By Colin A. Young
There is more to the Massachusetts labor market than meets the eye, analysts at Fitch Ratings said this week.
In November, the Massachusetts jobless rate dropped to 6.7 percent and mirrored the national unemployment rate after several months of exceeding the country’s average. But if people who have exited the labor force entirely — meaning they are unemployed but not actively seeking work — are factored in, Massachusetts would have the highest unemployment rate in the country at around 13 percent, the credit rating agency said.
“Labor force exits are still significant, compounding the negative fiscal effects of job losses.

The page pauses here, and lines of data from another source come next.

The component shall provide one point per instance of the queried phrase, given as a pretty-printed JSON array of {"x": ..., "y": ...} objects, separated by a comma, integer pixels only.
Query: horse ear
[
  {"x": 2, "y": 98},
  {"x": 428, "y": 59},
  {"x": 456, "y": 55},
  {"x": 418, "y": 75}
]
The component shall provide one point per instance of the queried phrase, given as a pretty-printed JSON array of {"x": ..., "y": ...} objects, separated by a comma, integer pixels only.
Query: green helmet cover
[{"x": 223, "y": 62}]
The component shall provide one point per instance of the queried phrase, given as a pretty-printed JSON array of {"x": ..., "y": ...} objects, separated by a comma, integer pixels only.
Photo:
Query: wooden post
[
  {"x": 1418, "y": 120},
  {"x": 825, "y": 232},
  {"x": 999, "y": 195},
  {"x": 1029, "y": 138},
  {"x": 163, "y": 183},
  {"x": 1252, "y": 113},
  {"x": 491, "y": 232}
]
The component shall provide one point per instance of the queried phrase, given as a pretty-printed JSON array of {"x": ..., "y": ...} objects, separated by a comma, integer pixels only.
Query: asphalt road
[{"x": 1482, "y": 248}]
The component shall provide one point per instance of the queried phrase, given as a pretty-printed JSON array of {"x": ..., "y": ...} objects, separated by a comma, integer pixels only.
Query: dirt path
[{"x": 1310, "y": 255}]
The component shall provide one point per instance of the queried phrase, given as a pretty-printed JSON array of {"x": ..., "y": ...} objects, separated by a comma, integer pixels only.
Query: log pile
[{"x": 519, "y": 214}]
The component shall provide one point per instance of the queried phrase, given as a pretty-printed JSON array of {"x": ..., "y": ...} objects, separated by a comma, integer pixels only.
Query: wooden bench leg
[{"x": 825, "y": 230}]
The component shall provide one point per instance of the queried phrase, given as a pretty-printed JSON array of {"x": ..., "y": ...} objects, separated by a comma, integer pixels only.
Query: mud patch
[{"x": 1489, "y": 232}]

Those who have exited the labor force are typically not generating taxable income or purchasing as many taxable goods and services and are also more likely to require publicly funded social services, such as Medicaid,” the Fitch analysts led by Senior Director Olu Sonola wrote. “Employment recovery is a key factor driving overall economic and tax revenue recovery for states. The pace of the recovery for each state depends in part on how quickly exited workers are able to return to the labor force.”
While Massachusetts’ official unemployment rate improved in November, Fitch said its own adjusted unemployment rate for the state got worse, “implying deeper labor market challenges.” Massachusetts, Iowa and Vermont are the only three states that have a Fitch-adjusted jobless rate that is five percentage points or more higher than the official number.
The scale of labor market exits was becoming evident in November as the federal Bureau of Labor Statistics estimated that the Massachusetts labor force had decreased by almost 44,000 people in October. The state’s labor force participation rate, which reflects the percentage of working-age adults who are either employed or seeking a job, dropped 0.8 percentage points in November to 63.1 percent even as the overall unemployment rate improved.
The arrival of the COVID-19 pandemic and the ongoing economic restrictions put in place to mitigate the spread of the virus tore giant holes into the labor market in Massachusetts and across the country. But Massachusetts is now lagging most other states when it comes to recovering some of those lost jobs.
By the end of November, the median state jobs recovery since April, which Fitch said was “the nadir of 2020 job losses,” was 59 percent. But Massachusetts had recovered fewer than half of the jobs, Fitch said.
The others on the list of states that have recovered less than half of the jobs lost at the peak of the pandemic, Fitch said, are Minnesota, Oklahoma, Delaware, New York, Wyoming, New Hampshire, Illinois, California, New Mexico, North Dakota and Hawaii.
“Since this summer, the rate of recovery gradually slowed through the fall and a reversal of prior employment gains for certain states began occurring in November,” Fitch wrote. “Employment growth is expected to slow even further or reverse course across states in the next few months with lockdowns in response to the surge in coronavirus cases and hospitalizations.”
Job losses in the leisure and hospitality industries continue to lead the way, representing 35 percent of all job losses in November despite making up just 11 percent of total pre-pandemic employment. The leisure, hospitality and tourism industry employed 376,000 workers and was the third-largest industry in Massachusetts as of 2018, according to a report from the University of Massachusetts Donahue Institute and Boston Foundation.
“These sectors continue to show significant signs of weakness, given government travel restrictions and consumer reluctance to travel. Fitch anticipates sector weakness is likely to persist for several years,” the rating agency said.
Massachusetts labor officials are expected to announce the monthly state-level unemployment rate and jobs figures for December on Friday.